Dr. Eric P. Winer to Receive 2017 Gianni Bonadonna Breast Cancer Award

Dr. Eric P. Winer to Receive 2017 Gianni Bonadonna Breast Cancer Award

Dr. Eric P. Winer
ASCO is pleased to present Eric P. Winer, MD, FASCO, of Dana-Farber Cancer Institute, with the 2017 Gianni Bonadonna Breast Cancer Award and Lecture. Dr. Winer is the chief strategy officer of the Division of Women’s Cancers, the director of the Breast Oncology Center at the Susan F. Smith Center for Women’s Cancers, and the Thompson Chair in Breast Cancer Research at Dana-Farber. He is also a professor of medicine at Harvard Medical School.

“Our understanding of breast cancer biology is better than it’s ever been,” Dr. Winer told the ASCO Daily News. “We’re going to continue to see advances over the next couple of years—although many are incremental, the increments are bigger than they were in the past.”

The vast majority of women with stage I-III, HER2-positive breast cancer “are cured of their disease,” he said, but for the “relatively small number” who are not, better treatment to prevent recurrence is an ongoing need. Those themes will be prevalent when he delivers the Gianni Bonadonna Lecture on June 3.

“We need better treatments for some patients; for others, we need to consider carefully how to begin to back off on therapy and save patients from unnecessary toxicity,” he said. “We can begin to ask questions about treatment de-escalation when almost all patients are doing well and the only potential improvement arises from reduction in the burden of treatment.”

Early Interest

Dr. Winer first became interested in breast cancer in medical school.

“I was interested in the disease as a medical student, and then it just kept coming up as a clinical problem that captured my attention,” he said. “I found the clinical management and biologic questions in breast cancer to be both complex, challenging, and endlessly fascinating. I initially joined the faculty at Duke University, and as it turned out, they needed someone to help develop a breast cancer unit. I have been so fortunate to love my work and to have the opportunity to grow in it. In the years ahead, I hope I continue to make some modest contribution.”

Research Contributions

Dr. Winer has personally led or helped guide dozens of clinical trials. One of his achievements was overseeing a study in which patients with early-stage HER2-positive breast cancer received a limited course of paclitaxel with trastuzumab.1 Compared to standard regimens, there was far less toxicity, and the risk of disease recurrence remained exceedingly low.

“That treatment became a standard for stage I breast cancer around the world over the past couple of years,” Dr. Winer said.

He is equally proud of what he has been able to accomplish working with colleagues, notably ASCO CEO Clifford A. Hudis, MD, FACP, FASCO, in the Alliance for Clinical Trials in Oncology (the Alliance), formerly known as the Cancer and Leukemia Group B (CALGB). Together, they led the Breast Committee of the CALGB and then the Alliance for almost 15 years.

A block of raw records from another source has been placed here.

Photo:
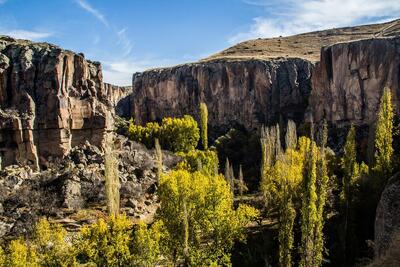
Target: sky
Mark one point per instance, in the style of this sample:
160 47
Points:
129 36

Dr. Winer is most proud, however, of the groups of investigators and clinicians he has been able to mentor at Dana-
Farber over the last 2 decades. These individuals have since established independent research careers and thriving clinical practices that have had a major impact on patients with breast cancer.

“I have had the incredible fortune of working with great people who have just flourished in their careers. Their success has been enormously gratifying for me,” he said.

Continued Clinical Challenges

The clinical and molecular characteristics of the tumor can help elucidate which tumors pose a higher risk for the patient and which do not, but that does not guarantee treatment outcomes are uniform. Dr. Winer hopes the current clinical trial arena will drive an era of great precision.

“We have learned that breast cancer is truly a family of diseases, and each family member requires a different approach,” he said.

In the years ahead, Dr. Winer hopes that even greater individualization will be possible, and that new approaches will be developed for patients who are still losing their lives to breast cancer.

When the science justifies a change, “we have to be ready to individualize. We have to be careful not to fall into a trap of thinking we know how to individualize treatment when we don’t,” he said.